Current tests and guidelines for management and follow-up

Currently, each of the recognised international authorities provides guidance on severe asthma management. As this is still a rapidly developing area, further developments that benefit the treatment of patients with severe asthma are expected.

The most recent international guideline developments in severe asthma have stemmed from the ERS/ATS Task Force workshop in 2014. The guideline updates include ten therapeutic options for severe asthma. 2

1. In patients with mild-to-moderate asthma, exacerbations can be effectively treated with high doses of ICS

  • In 30% of adult patients with severe asthma, an OCS is required in addition to ICS to maintain some degree of asthma control. Patients receiving continuous OCS, and high-dose ICS to a lesser extent, should also have their weight, blood pressure, blood glucose, eyesight and bone density measured regularly

2. High doses of ICS are generally recommended as maintenance therapy

3. Add‐on treatments (without phenotyping) include a LABA or theophylline

4. Leukotriene pathway modifiers may be used, but have not been proven as effective as combination ICS/LABA therapy in moderate asthma

5. Long‐acting muscarinic antagonists (or anticholinergics) have demonstrated improvement in patients with moderate-to-severe asthma who have not achieved control with medium‐ to high‐dose ICS alone or in combination with LABAs

6. Therapeutic trial of omalizumab is recommended in patients with severe allergic asthma

7. Methotrexate is not recommended

8. Do not use macrolide antibiotics in patients with severe asthma.

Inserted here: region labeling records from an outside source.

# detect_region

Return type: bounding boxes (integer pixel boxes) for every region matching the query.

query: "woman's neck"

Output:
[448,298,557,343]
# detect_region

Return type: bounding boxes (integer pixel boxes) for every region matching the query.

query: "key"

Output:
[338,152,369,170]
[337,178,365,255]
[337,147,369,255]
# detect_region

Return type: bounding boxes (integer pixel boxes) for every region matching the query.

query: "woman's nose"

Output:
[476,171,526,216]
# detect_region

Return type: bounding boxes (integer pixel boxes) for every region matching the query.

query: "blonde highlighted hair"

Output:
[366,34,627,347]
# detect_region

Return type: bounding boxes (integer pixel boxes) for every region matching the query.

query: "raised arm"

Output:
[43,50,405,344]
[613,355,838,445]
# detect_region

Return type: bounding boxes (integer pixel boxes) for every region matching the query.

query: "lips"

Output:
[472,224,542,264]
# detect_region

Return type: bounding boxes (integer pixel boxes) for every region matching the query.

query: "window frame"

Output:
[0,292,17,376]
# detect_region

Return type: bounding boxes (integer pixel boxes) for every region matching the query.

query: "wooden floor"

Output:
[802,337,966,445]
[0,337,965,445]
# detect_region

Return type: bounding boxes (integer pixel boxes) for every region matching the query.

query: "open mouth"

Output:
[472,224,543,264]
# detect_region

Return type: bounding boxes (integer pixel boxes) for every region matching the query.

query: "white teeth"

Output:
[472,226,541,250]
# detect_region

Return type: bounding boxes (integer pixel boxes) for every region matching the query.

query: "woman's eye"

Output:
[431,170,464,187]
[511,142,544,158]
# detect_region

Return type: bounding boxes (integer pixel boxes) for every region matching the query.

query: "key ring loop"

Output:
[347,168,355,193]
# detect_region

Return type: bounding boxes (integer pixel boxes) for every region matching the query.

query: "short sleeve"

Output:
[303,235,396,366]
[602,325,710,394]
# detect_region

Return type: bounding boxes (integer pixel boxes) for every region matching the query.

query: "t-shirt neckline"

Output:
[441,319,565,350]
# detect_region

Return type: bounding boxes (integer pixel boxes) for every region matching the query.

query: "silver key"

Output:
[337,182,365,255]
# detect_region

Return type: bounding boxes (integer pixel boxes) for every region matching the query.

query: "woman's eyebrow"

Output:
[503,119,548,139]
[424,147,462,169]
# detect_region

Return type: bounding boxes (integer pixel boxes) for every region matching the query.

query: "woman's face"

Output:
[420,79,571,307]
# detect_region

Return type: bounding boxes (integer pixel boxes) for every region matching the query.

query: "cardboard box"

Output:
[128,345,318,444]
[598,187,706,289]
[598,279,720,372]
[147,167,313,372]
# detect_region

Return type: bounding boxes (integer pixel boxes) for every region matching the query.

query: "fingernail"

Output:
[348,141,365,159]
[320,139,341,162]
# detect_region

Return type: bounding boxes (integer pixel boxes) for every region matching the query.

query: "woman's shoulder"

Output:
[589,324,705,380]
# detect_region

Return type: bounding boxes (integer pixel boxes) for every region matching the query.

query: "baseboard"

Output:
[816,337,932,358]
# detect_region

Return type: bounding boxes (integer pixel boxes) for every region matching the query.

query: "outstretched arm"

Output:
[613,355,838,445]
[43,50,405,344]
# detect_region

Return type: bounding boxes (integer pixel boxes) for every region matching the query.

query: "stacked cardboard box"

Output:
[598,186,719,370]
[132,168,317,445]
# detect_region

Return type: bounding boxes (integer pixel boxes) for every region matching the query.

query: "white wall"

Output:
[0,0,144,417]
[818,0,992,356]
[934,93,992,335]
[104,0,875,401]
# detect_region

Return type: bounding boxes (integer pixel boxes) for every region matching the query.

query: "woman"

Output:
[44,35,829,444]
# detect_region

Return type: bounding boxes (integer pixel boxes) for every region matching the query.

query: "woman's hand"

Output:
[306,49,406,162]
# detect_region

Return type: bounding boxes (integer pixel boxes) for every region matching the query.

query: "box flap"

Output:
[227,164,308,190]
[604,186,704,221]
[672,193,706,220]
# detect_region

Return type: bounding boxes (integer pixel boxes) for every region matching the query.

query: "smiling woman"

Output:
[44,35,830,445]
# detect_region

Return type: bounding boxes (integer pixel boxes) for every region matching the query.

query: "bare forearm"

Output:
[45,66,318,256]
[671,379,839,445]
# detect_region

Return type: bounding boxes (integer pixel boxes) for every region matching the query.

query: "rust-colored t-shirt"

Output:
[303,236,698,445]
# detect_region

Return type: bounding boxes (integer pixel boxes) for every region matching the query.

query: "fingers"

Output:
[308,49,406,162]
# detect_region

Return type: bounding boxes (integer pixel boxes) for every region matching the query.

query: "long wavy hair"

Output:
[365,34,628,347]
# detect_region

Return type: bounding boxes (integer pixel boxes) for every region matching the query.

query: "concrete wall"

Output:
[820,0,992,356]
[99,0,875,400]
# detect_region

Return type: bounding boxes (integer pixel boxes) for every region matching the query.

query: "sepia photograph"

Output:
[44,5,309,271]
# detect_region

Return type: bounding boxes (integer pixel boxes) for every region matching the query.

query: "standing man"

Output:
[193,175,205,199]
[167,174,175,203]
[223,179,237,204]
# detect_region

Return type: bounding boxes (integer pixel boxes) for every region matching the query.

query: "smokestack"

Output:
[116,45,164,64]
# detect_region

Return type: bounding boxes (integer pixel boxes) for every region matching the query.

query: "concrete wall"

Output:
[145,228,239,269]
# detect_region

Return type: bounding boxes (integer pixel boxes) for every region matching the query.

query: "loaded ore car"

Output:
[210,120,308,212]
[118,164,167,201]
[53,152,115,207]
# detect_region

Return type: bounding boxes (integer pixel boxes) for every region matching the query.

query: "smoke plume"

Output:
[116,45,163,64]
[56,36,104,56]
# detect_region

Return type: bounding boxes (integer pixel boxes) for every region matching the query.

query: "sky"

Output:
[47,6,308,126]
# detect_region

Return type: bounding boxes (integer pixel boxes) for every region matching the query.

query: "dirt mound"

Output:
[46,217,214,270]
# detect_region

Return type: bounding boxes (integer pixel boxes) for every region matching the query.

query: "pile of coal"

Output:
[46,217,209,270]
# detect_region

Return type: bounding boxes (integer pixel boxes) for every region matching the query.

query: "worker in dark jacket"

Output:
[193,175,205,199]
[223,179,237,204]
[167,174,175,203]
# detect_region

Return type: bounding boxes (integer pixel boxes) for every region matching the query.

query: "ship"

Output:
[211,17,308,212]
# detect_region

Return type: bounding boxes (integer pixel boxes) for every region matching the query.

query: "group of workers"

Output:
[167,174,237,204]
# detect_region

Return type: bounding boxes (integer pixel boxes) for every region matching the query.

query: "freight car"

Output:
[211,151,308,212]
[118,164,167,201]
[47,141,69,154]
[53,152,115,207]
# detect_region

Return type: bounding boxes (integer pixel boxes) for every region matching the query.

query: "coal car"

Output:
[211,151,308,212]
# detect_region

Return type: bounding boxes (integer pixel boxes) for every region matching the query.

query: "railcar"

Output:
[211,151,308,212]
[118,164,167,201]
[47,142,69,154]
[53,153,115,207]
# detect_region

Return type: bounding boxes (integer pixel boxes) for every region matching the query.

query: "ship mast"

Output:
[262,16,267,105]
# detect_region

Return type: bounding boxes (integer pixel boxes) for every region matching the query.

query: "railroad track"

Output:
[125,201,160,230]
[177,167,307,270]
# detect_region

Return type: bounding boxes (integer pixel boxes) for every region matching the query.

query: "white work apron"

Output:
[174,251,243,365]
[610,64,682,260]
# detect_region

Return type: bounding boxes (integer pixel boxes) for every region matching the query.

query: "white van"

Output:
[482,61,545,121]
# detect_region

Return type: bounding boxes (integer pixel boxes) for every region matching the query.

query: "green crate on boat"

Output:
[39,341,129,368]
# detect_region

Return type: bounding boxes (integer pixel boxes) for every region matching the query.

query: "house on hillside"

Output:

This recommendation does not apply to other indications, such as treatment of bronchitis, sinusitis or other bacterial infections as indicated

9. Antifungal treatments are suggested in adults with severe asthma and recurrent allergic bronchopulmonary aspergillosis exacerbations

10. Bronchial thermoplasty recommended in adults only in institutional review board-approved independent systematic registry or clinical trial

Written asthma action plans

GINA guidelines now recommend a written action plan to help patients manage their asthma, of any severity level. 1The intent is to ensure that patients are aware of their symptoms and control, so that medication can be adjusted in the short-term if control changes. 1The overall aim is to improve disease self-management to minimise exacerbation risk and healthcare utilisation. 1

Key features of a plan include: 1

  • Content and wording of an appropriate level for the patient’s health literacy and asthma control
  • Explains when and how to change reliever and controller medications, including OCS
    • For most patients, a short course of OCS (e.g. 40–50 mg/day for 5–7 days) is recommended for patients who:
      • Fail to respond to an increase in reliever and controller medications for 2–3 days
      • Deteriorate rapidly or who have a PEF or FEV1 <60% of their personal best or predicted value
      • Have a history of sudden severe exacerbations
  • Explains when to access medical care if symptoms do not respond to treatment
    • Patients who deteriorate quickly should be advised to go to an acute care facility or see their doctor immediately

Action plan criteria will vary between patients and the plan should be individualised. 1


  1. GINA 2016 © 2016 Global Initiative for Asthma, all rights reserved.  Use is by express license from the owner. www.ginasthma.org (Last accessed December 2016).
  2. Chung KF, et al. Eur Respir J 2014;43:343–73.
  3. Blakey JD, et al. Prim Care Respir J 2013;22:344–52.
  4. Bousquet J, et al. J Allergy Clin Immunol 2010;126:926–38.
  5. Bel EH, et al. Thorax 2011;66:910–7.
  6. Nathan RA, et al. J Allergy Clin Immunol 2004;113:59–65.
  7. Thomas M, et al. Prim Care Respir J 2009;18:41–9.
  8. Trejo Bittar HE, et al. Annu Rev Pathol 2015;10:511–45.